In soggetti sensibili, l’anestesia con isoflurano può indurre uno stato di ipermetabolismo dei muscoli scheletrici. Questo fatto può provocare un elevato consumo di ossigeno ed instaurare una sindrome clinica nota come ipertermia maligna.

Ipertermia maligna.

In soggetti predisposti, Aerrane può innescare uno stato ipermetabolico dell’apparato muscoloscheletrico che porta ad un’elevata richiesta di ossigeno e quindi ad una sindrome clinica nota come ipertermia maligna. La sindrome presenta sintomi non specifici quali rigidità muscolare, tachicardia, tachipnea, cianosi, aritmia e sbalzi di pressione. (Va notato anche che molti di questi sintomi non specifici possono apparire con un’anestesia leggera, ipossia acuta, ecc.). Un aumento generalizzato del metabolismo può portare a temperature corporee elevate (che possono aumentare rapidamente all’inizio o alla fine, ma di solito non sono il primo sintomo dell’aumento del metabolismo) e ad un aumentato uso del sistema di assorbimento di anidride carbonica (contenitore caldo). La pressione parziale dell’ossigeno ed il pH possono diminuire, e può verificarsi ipercaliemia ed un deficit di base. Il trattamento comporta la sospensione degli agenti scatenanti (per esempio Aerrane), la somministrazione endovenosa di dantrolene sodico e l’applicazione di una terapia di supporto. Tale terapia include grandi sforzi per ripristinare la temperatura corporea a livelli normali, un supporto respiratorio e circolatorio come indicato, e la gestione dell’alterazione dell’equilibrio acido-base degli elettroliti. (Consultare le istruzioni del dantrolene sodico per via endovenosa per ulteriori informazioni sulla gestione del paziente). Danni renali possono apparire in seguito.

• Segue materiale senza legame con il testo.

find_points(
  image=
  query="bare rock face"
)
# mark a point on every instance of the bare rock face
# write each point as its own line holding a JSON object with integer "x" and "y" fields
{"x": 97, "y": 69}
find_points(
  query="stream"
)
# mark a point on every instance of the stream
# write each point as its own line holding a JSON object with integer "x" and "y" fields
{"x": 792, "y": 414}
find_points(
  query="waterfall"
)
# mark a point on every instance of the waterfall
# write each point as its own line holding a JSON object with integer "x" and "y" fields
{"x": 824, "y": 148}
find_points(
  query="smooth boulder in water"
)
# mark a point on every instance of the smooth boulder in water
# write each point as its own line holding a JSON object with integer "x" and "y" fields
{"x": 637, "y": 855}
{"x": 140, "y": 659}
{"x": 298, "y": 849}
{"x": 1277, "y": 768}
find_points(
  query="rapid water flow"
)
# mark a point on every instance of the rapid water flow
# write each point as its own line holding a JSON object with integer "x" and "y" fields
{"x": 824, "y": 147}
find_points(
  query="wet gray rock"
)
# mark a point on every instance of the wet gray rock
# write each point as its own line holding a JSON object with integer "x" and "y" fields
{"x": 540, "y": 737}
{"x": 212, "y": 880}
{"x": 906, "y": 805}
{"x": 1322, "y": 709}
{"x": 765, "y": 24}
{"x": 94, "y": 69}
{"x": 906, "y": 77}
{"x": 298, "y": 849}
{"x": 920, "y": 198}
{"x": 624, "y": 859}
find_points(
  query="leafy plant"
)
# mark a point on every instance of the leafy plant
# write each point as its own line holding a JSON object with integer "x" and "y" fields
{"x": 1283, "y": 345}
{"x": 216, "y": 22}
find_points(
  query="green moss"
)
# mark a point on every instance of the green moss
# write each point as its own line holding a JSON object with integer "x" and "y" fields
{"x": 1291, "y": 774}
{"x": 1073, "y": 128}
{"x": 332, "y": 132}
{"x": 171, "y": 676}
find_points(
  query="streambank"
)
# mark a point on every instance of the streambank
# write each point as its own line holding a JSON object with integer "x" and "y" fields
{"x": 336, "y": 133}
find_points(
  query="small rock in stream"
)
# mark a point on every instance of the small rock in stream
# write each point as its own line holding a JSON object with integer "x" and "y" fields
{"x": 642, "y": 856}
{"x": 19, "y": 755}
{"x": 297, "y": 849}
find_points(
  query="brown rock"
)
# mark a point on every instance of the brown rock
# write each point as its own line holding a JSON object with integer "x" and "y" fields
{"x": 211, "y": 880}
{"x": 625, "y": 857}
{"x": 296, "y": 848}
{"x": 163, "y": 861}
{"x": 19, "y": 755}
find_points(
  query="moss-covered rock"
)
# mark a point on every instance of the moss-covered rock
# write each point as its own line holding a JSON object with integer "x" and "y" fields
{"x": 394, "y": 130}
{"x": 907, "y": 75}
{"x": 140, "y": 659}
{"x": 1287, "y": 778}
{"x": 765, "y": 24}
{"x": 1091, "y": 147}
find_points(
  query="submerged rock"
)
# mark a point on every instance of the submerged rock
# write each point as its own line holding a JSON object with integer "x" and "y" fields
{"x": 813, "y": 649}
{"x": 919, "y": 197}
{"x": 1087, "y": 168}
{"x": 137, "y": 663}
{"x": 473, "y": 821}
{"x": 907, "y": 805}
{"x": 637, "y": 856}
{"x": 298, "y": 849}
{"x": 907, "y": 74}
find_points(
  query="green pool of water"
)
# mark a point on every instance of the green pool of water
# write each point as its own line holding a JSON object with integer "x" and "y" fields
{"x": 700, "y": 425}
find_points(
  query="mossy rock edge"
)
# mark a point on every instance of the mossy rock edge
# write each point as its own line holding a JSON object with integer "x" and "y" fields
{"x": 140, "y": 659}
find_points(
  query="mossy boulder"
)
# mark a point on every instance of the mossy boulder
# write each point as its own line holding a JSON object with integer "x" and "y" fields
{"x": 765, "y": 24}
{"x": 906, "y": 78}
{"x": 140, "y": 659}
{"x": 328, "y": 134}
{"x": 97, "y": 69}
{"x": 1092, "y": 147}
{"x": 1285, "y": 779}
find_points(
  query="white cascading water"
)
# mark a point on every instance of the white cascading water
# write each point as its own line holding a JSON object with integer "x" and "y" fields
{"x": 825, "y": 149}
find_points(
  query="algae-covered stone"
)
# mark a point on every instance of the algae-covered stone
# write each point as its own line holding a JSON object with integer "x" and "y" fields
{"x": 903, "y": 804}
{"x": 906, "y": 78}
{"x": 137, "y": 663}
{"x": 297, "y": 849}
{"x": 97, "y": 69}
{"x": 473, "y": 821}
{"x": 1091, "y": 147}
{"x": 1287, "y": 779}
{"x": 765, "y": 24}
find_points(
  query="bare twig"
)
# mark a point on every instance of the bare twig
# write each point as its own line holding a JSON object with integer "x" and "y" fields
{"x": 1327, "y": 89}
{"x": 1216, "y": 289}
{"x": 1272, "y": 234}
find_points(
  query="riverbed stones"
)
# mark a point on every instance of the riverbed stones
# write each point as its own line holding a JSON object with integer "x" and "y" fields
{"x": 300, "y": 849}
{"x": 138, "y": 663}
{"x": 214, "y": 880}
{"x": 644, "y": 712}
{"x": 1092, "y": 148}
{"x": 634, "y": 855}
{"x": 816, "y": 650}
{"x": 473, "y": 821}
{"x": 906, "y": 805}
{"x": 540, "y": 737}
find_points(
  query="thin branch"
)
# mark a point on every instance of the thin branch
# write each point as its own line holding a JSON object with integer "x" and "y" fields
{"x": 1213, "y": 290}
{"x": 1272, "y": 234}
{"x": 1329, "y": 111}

L’uso di agenti anestetici inalatori è stato associato a rari aumenti dei livelli sierici di potassio che hanno causato aritmie cardiache e decesso in pazienti pediatrici durante il periodo post-operatorio. I pazienti con danno neuromuscolare latente opalese, in modo particolare con la distrofia muscolare di Duchenne, sembrano essere i più vulnerabili. L’uso concomitante di succinilcolina è stato associato a molti, ma non a tutti, di questi casi. Questi pazienti hanno anche avuto aumenti elevati nei livelli sierici della creatinina chinasi e, in alcuni casi, cambiamenti nelle urine conformi compatibili con la mioglobinuria. A dispetto della somiglianza dei modi in cui si presenta l’ipertermia maligna, nessuno di questi pazienti ha mostrato segni o sintomi di rigidità muscolare o stato ipermetabolico. Si raccomanda un intervento precoce e aggressivo per trattare l’ipercaliemia e le aritmie resistenti, ed una successiva valutazione di danni neuromuscolari latenti.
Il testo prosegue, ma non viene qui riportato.